Salma Hayek and John C Reilly in Tale of Tales. Courtesy Front Row Filmed Entertainment
Salma Hayek and John C Reilly in Tale of Tales. Courtesy Front Row Filmed Entertainment

Film review: Tale of Tales is an imaginative fairy-tale adaptation



Tale of Tales

Director: Matteo Garrone

Starring: Salma Hayek, Toby Jones, Vincent Cassel

Four stars

This dark fairy-tale adaptation arrives after earning high praise at the Cannes film festival. Director Matteo Garrone's English-language debut follows a host of cinematic reworkings of classic fairy tales – including Into The Woods, Snow White and the Huntsman and Maleficent – but the Italian director has gone about things rather differently.

Many familiar fairy-tale tropes are present – princes and princesses, sea monsters, ogres and wrinkled hags. But in mining the works of prolific 17th-century Neapolitan poet Giambattista Basile, whose Pantamerone is considered the world's first collection of fairy tales – and was a major influence on the likes of the Brothers Grimm and Hans Christian Andersen – Garrone has created a work that manages the neat trick of being unpredictable and yet brutally faithful to the grotesque nature of the original source material.

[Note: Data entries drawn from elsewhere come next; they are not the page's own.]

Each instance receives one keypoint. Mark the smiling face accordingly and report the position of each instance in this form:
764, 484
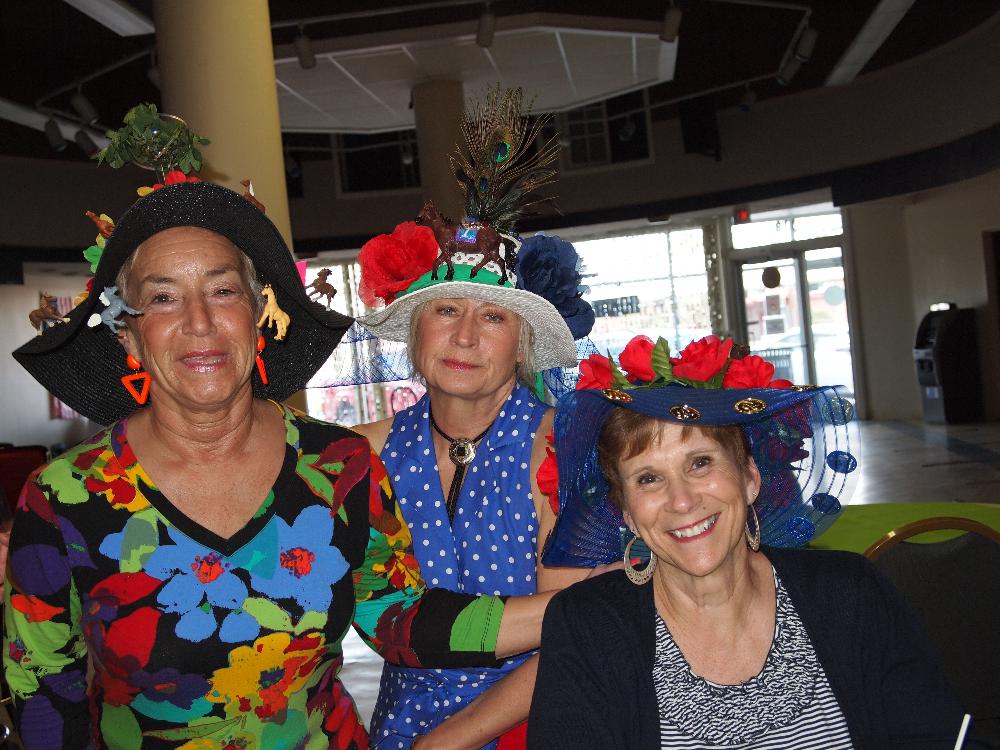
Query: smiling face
196, 336
466, 347
686, 496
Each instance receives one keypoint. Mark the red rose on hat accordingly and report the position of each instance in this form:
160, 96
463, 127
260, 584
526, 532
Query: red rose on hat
595, 372
547, 475
636, 359
702, 360
391, 262
752, 372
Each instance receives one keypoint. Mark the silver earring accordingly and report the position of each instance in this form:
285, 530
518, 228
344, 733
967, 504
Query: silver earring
638, 577
753, 540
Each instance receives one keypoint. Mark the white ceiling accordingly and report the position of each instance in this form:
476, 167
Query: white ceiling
363, 83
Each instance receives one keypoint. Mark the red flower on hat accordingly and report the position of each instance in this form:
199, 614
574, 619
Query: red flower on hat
547, 475
636, 359
703, 359
752, 372
391, 262
595, 372
172, 177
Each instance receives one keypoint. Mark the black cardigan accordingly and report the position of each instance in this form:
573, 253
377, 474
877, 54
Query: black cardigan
595, 683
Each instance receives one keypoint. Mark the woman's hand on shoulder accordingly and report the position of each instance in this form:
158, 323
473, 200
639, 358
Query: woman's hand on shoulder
376, 432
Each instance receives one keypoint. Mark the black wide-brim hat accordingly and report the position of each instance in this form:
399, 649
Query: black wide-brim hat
83, 366
804, 442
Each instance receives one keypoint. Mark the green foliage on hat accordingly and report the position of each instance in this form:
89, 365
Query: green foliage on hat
154, 141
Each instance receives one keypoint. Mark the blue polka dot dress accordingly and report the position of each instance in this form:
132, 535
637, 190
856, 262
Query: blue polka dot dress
489, 548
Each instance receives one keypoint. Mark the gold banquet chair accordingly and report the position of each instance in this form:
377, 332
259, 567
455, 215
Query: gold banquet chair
954, 587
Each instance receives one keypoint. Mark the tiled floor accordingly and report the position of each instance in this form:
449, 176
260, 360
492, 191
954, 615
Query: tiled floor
899, 462
913, 462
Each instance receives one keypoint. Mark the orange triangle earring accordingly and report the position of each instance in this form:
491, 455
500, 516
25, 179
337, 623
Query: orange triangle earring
260, 362
140, 394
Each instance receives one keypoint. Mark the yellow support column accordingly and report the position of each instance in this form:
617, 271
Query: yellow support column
216, 64
438, 107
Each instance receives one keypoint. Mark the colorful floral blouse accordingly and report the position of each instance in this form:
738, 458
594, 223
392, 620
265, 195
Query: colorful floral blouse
200, 642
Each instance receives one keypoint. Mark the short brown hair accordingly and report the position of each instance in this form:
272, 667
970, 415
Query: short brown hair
627, 433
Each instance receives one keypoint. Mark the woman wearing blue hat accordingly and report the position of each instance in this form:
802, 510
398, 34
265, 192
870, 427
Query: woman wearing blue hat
725, 637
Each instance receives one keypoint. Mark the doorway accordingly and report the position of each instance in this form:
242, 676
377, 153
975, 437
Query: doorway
794, 312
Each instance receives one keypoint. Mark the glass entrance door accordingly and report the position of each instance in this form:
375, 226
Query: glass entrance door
774, 319
795, 315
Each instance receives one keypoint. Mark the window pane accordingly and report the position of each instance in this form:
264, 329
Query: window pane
824, 225
758, 233
654, 284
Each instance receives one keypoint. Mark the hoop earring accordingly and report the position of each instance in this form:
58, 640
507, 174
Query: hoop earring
638, 577
140, 394
260, 362
753, 540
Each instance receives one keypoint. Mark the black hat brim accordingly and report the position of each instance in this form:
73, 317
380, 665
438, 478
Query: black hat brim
83, 366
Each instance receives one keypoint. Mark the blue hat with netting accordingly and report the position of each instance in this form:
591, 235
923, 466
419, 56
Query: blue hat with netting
803, 439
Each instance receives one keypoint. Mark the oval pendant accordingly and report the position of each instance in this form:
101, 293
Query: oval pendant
462, 451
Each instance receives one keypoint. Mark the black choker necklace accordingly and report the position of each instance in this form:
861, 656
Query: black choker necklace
462, 452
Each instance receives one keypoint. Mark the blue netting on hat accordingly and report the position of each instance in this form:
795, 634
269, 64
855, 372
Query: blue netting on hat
803, 442
362, 358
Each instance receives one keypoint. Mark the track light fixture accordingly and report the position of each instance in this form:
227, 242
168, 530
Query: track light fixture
788, 70
85, 142
86, 111
671, 23
304, 50
54, 133
153, 74
806, 44
487, 25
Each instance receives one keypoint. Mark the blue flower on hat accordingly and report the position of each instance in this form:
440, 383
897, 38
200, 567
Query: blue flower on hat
550, 267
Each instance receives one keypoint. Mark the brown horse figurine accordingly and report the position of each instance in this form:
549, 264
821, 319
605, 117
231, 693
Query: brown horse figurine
322, 288
487, 242
46, 314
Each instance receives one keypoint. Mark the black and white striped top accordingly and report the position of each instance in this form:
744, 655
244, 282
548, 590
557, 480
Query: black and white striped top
788, 705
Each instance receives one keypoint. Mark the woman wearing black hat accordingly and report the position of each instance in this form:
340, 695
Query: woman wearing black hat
207, 551
720, 641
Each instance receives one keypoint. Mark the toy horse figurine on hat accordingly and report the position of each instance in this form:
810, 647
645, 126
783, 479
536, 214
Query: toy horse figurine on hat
497, 171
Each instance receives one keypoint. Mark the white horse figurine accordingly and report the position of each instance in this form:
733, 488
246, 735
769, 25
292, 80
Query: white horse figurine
273, 315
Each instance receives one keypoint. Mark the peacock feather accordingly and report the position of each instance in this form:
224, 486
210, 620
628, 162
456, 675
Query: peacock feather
504, 160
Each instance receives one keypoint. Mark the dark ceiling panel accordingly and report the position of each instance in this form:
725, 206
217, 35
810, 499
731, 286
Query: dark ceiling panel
47, 44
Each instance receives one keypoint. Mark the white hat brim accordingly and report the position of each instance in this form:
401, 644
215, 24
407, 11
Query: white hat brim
553, 343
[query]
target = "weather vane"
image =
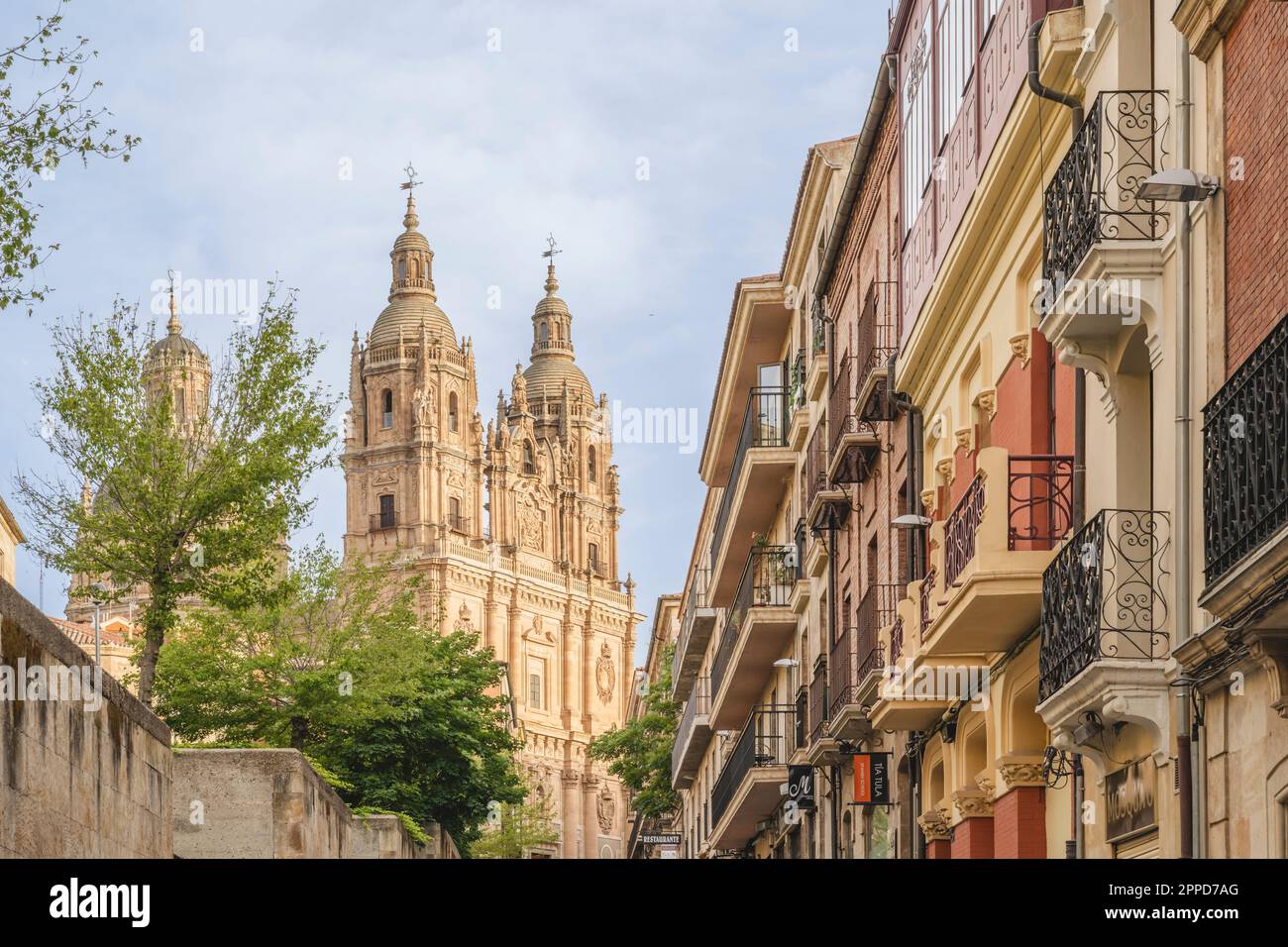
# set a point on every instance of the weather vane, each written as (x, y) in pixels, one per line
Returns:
(411, 178)
(552, 252)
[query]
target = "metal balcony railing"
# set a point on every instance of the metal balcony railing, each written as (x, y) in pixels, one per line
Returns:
(1039, 488)
(960, 531)
(858, 652)
(1103, 595)
(767, 582)
(1093, 195)
(697, 705)
(1245, 457)
(764, 424)
(765, 741)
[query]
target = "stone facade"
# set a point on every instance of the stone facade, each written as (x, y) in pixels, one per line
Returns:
(513, 526)
(77, 779)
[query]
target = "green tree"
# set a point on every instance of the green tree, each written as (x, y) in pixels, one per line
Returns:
(514, 828)
(333, 648)
(187, 508)
(40, 128)
(443, 754)
(639, 754)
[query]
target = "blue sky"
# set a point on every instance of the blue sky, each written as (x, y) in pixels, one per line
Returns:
(239, 178)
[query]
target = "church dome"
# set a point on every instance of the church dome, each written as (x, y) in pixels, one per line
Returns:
(412, 302)
(552, 347)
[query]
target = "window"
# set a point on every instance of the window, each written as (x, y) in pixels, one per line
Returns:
(536, 684)
(917, 116)
(954, 58)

If you thought Into the Woods had a dark underbelly, look away now. Disney this most definitely is not.

The movie focuses on three stories set in royal households. In Selvascura, Salma Hayek's childless queen is driven to extreme measures following the intervention of a soothsayer who allows her to finally have a son. Things go awry when she learns that her son's loyalty is not with her, but with a magical twin born of a servant. In Roccaforte, Vincent Cassel's Lothario king is tricked into marrying a witch after his attempts to kill her result in her transformation into a beautiful maiden. And in Altamonde, Toby Jones's ineffectual king becomes more interested in raising a giant flea than his daughter.

It’s an expansive, surreal feast for the imagination that avoids portmanteau clichés, such as tying all the stories together in the final act. A perceived lack of cohesion could grate with some viewers, but it is a pleasure to watch a movie where the audience genuinely has no idea what ­insanity might come next.